Formally, her work is to develop a jurisprudence that encompasses Roman Dutch Law and ubuntu, or "people's law", an amalgam of ethics that can deal with the complex demands of the South African Constitution, bringing together the best of Europe and Africa.

It's work that will will involve ethnographic research in six of the nine provinces to study on-the-ground developments in customary law.

For Cornell, ubuntu is "not a simple community ethic but a more profound idea", a signal of a much bigger ethic, one with profound legal and political nuances.

She was instrumental in establishing the Ubuntu Project, one developed out of the Stellenbosch Institute for Advanced Studies.

"From the beginning of my ubuntu project, my primary interest was to examine whether or not the proliferation of ubuntu discourses in politics, law and indeed on television and popular culture more generally, could be considered a crucial aspect of the democratisation of the customary in South Africa."

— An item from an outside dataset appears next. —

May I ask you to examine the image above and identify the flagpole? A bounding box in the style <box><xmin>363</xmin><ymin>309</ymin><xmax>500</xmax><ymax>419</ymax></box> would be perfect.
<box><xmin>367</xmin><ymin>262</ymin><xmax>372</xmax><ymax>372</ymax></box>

To get close to the community and ubuntu ethic, Cornell did something most white South Africans would baulk at. She went to work as a sangoma's assistant in Khayamandi, Stellenbosch, where the sangoma was everything from a healer and diviner to a legal negotiator.

"I helped stir herbal remedies and helped with the rituals."

Cornell is something of a mosaic. A produced playwright (The Dream Cure, Background Interference) she has been a political activist since the age of 15. Before embarking on an academic career she was a union organiser.

She played a key role in organising the conference on deconstruction and justice at the Benjamin N Cardozo School of Law at which Jacques Derrida is thought to have made his definitive philosophical turn towards ethical thought.

Cornell is a prolific writer, having authored some nine books and countless articles on critical theory, feminism and postmodern theories of ethics. Her newest offering is a book on actor and director Clint Eastwood, no less, whose work she admires.

"He's working in Hollywood genres to undo the hubris of masculinity and violence."